A Wincon Security guard assisting a resident

The lobby is quiet at 7 am. The first tenants are already moving through the doors. Deliveries start stacking up. A contractor needs access. Someone reports a damaged door closer. On paper, this is routine. In real life, it only works if the right people show up, on time, every shift. That is why the changes happening in Canada’s immigration system, especially around international students, are landing directly on the security industry and on the properties we support.

What is changing in Canada right now

The federal government has put a cap on international study permits and tied it to provincial and territorial allocations. For 2026, IRCC expects to issue up to 408,000 study permits in total, including 155,000 for newly arriving students and 253,000 extensions. That is lower than the 2025 target of 437,000.

This sits inside a broader plan to slow the growth of temporary resident numbers. In the 2026 to 2028 levels plan, the government set targets for new temporary resident arrivals of international students and temporary foreign workers of 385,000 in 2026, then 370,000 in 2027 and 2028, and an objective of reducing the temporary resident share to less than five per cent by the end of 2027.

Why international students matter to the security labour pool

In the security industry, international students have often filled the hard to staff parts of schedules. Think evenings, weekends, overnight coverage, and short notice callouts. Many are looking for steady part time work that fits around classes. Many bring strong customer service skills and speak multiple languages, which helps in busy mixed use sites.

The issue is not that student work disappears. It is that it becomes harder to rely on it as a stable pipeline.

Eligible international students can work up to 24 hours per week off campus during the academic term, with the ability to work full time during scheduled breaks.  That can help close gaps, but it limits how much any one person can take on during the months when properties often need consistent coverage.

The post graduation pathway is tightening too. Eligibility for a post graduation work permit is now more closely linked to program type and field of study. IRCC has confirmed the eligible field of study list will be frozen for 2026, which provides predictability but keeps the filter in place.

What property managers will notice first

From our side of the industry, the first signs are predictable:

  • Applicant volume can drop for part time roles
  • Shift coverage gets harder in the hours nobody wants
  • Turnover rises when people juggle multiple jobs to make their hours work
  • Overtime climbs, which can lead to fatigue and weaker performance

This matters because a vacancy at a post is not just a gap in a schedule.
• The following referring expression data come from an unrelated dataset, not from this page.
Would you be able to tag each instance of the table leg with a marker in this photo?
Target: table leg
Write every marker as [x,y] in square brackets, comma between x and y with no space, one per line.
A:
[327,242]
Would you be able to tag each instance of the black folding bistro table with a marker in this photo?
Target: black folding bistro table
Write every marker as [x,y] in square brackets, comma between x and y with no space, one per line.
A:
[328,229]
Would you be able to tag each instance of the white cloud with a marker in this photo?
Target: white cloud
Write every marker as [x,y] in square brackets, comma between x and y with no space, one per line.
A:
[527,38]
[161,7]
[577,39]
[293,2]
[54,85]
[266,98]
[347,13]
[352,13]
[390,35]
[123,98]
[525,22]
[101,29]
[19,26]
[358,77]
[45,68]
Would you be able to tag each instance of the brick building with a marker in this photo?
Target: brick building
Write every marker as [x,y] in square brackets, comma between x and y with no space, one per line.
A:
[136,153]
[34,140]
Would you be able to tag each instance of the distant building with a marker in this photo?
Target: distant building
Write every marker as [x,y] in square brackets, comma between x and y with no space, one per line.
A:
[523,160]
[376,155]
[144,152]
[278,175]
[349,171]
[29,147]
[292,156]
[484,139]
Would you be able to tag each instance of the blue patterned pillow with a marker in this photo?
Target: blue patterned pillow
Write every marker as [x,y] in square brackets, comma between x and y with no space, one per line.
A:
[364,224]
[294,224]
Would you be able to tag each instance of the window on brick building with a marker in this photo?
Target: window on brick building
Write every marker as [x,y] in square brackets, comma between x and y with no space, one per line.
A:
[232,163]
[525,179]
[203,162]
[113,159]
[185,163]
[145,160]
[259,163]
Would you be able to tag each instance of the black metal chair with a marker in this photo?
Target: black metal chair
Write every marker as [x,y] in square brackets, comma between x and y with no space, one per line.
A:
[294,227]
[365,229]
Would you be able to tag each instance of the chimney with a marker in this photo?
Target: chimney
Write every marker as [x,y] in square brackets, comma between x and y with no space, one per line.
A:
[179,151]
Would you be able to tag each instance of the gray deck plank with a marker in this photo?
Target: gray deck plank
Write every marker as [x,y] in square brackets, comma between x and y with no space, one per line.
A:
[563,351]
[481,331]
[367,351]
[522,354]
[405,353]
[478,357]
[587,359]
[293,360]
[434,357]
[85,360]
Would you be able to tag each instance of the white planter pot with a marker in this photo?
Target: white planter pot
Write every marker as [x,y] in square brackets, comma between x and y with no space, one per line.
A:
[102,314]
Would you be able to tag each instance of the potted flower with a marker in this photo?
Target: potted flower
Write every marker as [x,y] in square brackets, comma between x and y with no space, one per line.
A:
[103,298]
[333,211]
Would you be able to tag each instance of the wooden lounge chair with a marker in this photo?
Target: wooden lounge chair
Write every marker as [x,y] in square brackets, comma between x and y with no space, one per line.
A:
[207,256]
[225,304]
It affects the whole building. Response times get slower. Tenant experience slips. Building staff get pulled into work that is not theirs. Small issues become bigger issues because fewer eyes are on the details.

How Wincon is addressing it

We are not lowering our standards to keep positions filled. Instead, we are tightening our process and widening our reach.
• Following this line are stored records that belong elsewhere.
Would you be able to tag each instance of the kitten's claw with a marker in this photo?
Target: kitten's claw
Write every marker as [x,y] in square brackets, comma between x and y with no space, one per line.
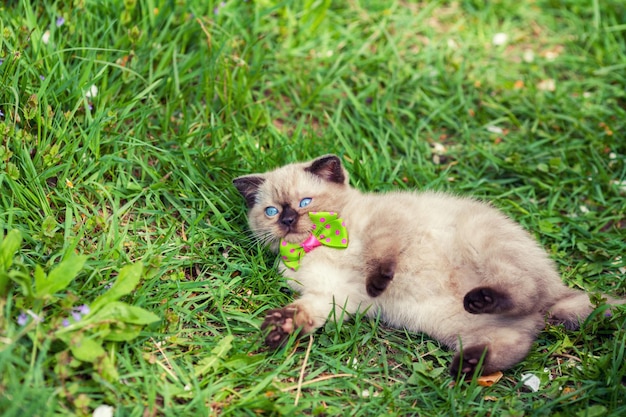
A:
[466,362]
[486,300]
[278,324]
[380,277]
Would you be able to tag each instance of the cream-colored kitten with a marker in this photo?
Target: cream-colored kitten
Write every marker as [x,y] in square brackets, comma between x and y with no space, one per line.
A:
[452,267]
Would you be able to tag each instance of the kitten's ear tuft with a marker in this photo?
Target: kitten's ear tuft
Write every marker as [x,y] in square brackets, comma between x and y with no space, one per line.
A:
[329,168]
[248,186]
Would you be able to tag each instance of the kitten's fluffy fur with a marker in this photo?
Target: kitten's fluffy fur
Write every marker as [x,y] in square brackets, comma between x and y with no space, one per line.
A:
[454,268]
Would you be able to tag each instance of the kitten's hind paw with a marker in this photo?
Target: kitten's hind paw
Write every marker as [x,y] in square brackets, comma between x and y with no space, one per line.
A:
[486,300]
[278,325]
[466,362]
[380,277]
We recruit locally across more channels, with a stronger focus on candidates who can commit to stable availability. We confirm work authorization early and document it properly before anyone is placed. We keep screening consistent, including background checks, reference checks, and interviews that focus on real property scenarios, not generic questions.

We are also putting more weight on the traits that keep a site steady:

  • Reliability and attendance history
  • Clear communication and calm decision making
  • Strong report writing and attention to detail
  • Comfort working in tenant facing settings

And we invest in retention because retention is coverage. Daily site supervision and fast coaching matter more when the labour market tightens. Our field leadership reviews attendance, site feedback, and incident reporting quality so issues are handled early. If someone is struggling, we coach and retrain. If a role is not the right fit, we move fast to correct it.
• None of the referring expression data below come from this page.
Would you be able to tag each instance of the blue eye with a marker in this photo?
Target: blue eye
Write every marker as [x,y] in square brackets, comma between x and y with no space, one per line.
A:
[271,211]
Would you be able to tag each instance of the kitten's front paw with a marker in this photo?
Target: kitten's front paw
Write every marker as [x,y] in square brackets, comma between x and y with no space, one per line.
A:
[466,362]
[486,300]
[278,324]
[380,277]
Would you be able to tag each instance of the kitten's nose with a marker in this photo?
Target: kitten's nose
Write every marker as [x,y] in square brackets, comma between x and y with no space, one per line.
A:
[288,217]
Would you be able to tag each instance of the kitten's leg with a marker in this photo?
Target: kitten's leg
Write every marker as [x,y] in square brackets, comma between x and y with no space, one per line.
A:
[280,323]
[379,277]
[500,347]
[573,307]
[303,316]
What we ask from our property partners

When hiring conditions change, planning becomes a shared responsibility.

If you have seasonal pressure, special events, construction phases, or access control changes coming, early notice helps. It gives us time to build depth, schedule training, and line up qualified staff so the site is not depending on last minute calls.

Clear post orders help, too. When expectations are written and consistent, performance improves and turnover drops. That is good for everyone, including your tenants.

The bottom line

Canada’s immigration and international student policies are tightening, and that affects the service workforce. For the security industry, it shows up in the hardest shifts first.

Wincon’s approach is to stay disciplined. We recruit wider, screen carefully, train for real property conditions, supervise actively, and work with property managers early so coverage stays stable even when the labour market does not.